Last Thanksgiving, The Dragonfly Effect was certainly coming together, but it was far from a coherent, readable book. Our research and interviews were mostly complete, but the work of kneading the broad ranging collection of stories, research and practical tips was still a long way off. We enjoyed a holiday season of all-nighters, reminiscent of graduate school and wonderful in its own way with our kind friends delivering meals to us as if we were shut-ins. Last year, as now, we were thankful for friends and family believing in us unconditionally and supporting us in our times of doubt (will anyone want to read this book?) and need (dinners cooked, kids play dates arranged, chapters reviewed).
This year (has it been only a year?) our lives are so different that we have an embarrassment of people and things to be grateful for.
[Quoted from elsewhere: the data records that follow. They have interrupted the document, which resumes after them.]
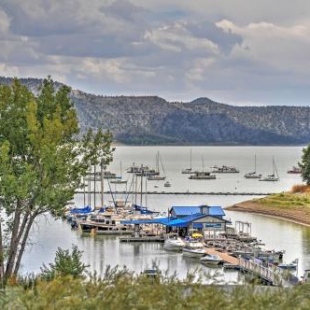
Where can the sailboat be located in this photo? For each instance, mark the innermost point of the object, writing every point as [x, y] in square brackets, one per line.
[253, 174]
[156, 176]
[202, 175]
[189, 170]
[272, 177]
[119, 180]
Our family and old friends have come through once again, but in addition to them we have made so many wonderful new friends who found inspiration in and contributed immeasurably to The Dragonfly Effect’s success and impact.
The creative and technical team behind the website continues to amaze me with their ingenuity and energy. That team is: Courtney Meehan, Jessie Young, Sindy Lee, Purin Phanichphant and Justin Gammon. Friends at startups saw versions of themselves in Dragonfly stories and contributed talent and technology to support our effort including Ning, VideoGenie, Crowdbooster 140Proof, Klean.dk, Polite in Public, Black Mahal, Plancast and Wildfire. In addition to the gratifying amount of attention the book has received in both traditional and social media, new friends have worked to share The Dragonfly Effect with their constituents including Sarah Milstein of the Web 2.0 Expo, FWE & E, Tracy Barba and Daniel Pink, Dan Ariely, Chip Heath, Peter Sims, Steve Denning, Charlene Li, Tim Ferriss, Jay Adelson, Chris Brogan, Beth Kanter, J.D. Lasica, Shel Holtz, Gary Bolles of SoCap, Jeff Pulver, Nancy Duarte, the Nonprofit Management Institute, Bernadette Clavier and Meredith Haase of the Center for Social Innovation at Stanford, Robert Chatwani, Social Media 4 Nonprofits and the team at Cooper. We also owe thanks to Malcolm Gladwell for writing about Dragonfly in the New Yorker and getting us a flurry of mainstream media attention the first week we were in stores.
The greatest gift of all for us is to see the energy and enthusiasm with which readers of The Dragonfly Effect consume its stories, add to them and put them to work. Our single focused goal was to create something that people would use to inject more good into the world. We give thanks today that that is happening, and it inspries us to redouble our efforts.